Privacy policy

1. Introduction
This Privacy Notice explains in detail the types of personal data I may collect about you when you interact with me.

It also explains how I’ll store and handle that data, and keep it safe.


I know that there’s a lot of information here, but I want you to be fully informed about your rights, and how I use your data. 

I hope the following sections will answer any questions you have but if not, please do get in touch with me.



2. The legal bases I rely on
The law on data protection sets out a number of different reasons for which a company may collect and process your personal data, including:


Consent
In specific situations, I can collect and process your data with your consent.
For example, when you check a box to receive email newsletters.

By using my website or submitting any Personal Information, you consent to the collection, transfer, storage, disclosure, and use of your Personal Information in the manner set out in this Privacy Policy. If you do not consent to the use of your Personal Information in these ways, please stop using this website.

Contractual obligations
In certain circumstances, I need your personal data to comply with our contractual obligations.

For example, if you order an item from me for home delivery, I’ll collect your address details to deliver your purchase, and pass them to my courier.

Legal compliance
If the law requires me to, I may need to collect and process your data.

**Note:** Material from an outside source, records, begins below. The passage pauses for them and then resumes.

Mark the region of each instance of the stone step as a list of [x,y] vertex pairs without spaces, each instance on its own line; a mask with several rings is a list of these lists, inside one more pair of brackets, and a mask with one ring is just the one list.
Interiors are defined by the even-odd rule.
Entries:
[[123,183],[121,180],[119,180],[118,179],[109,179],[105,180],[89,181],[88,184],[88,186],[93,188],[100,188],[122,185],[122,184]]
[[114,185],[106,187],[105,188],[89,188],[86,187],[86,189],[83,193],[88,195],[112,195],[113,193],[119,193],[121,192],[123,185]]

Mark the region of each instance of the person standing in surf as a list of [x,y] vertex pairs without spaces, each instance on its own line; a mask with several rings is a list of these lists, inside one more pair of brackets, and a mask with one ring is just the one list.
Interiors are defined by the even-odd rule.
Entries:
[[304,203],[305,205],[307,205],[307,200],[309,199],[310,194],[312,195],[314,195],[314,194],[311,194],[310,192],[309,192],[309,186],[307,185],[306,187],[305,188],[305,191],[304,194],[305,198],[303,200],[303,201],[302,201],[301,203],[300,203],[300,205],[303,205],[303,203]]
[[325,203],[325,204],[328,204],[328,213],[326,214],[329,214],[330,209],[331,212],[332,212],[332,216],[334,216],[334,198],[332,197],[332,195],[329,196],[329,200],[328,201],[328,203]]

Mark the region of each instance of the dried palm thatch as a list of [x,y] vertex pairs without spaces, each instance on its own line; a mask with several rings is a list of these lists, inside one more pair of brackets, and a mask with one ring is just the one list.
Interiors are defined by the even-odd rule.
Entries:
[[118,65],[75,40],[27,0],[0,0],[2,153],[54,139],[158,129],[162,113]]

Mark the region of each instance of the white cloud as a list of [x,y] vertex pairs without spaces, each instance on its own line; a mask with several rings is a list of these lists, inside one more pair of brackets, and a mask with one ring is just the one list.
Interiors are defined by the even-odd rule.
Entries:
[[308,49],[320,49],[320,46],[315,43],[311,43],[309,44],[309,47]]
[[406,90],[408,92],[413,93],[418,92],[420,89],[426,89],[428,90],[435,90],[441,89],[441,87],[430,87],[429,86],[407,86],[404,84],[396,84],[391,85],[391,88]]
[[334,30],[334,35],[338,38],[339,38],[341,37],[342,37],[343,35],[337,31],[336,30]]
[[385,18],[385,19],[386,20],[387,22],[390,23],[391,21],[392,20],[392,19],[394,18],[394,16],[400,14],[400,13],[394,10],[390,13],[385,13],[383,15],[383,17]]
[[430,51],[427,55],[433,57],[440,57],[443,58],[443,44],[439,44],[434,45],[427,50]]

For example, I can pass on details of people involved in fraud or other criminal activity to law enforcement.

Legitimate interest
In specific situations, I require your data to pursue our legitimate interests in a way which might reasonably be expected as part of running my business and which does not materially impact your rights, freedom or interests.

For example:
I may use your purchase history to send you personalized offers. 
I also combine the shopping history of many customers to identify trends and ensure I can keep up with demand, or develop new products/services.



3. Security
I take the utmost care and take all appropriate steps to protect your data.
I use industry best practices to keep any information collected and/or transmitted secure. This includes the use of HTTPS with TLS (Transport Layer Security), which encrypts all transmitted data. All transactional areas of my websites operate as secure access only, using HTTPS technology and follow all guidelines from my payment gateway providers.

My website is hosted and operated by SupaDupa (SupaDupa.me) who regularly monitor their systems for possible vulnerabilities and attacks, and carry out regular testing to identify ways to further strengthen security.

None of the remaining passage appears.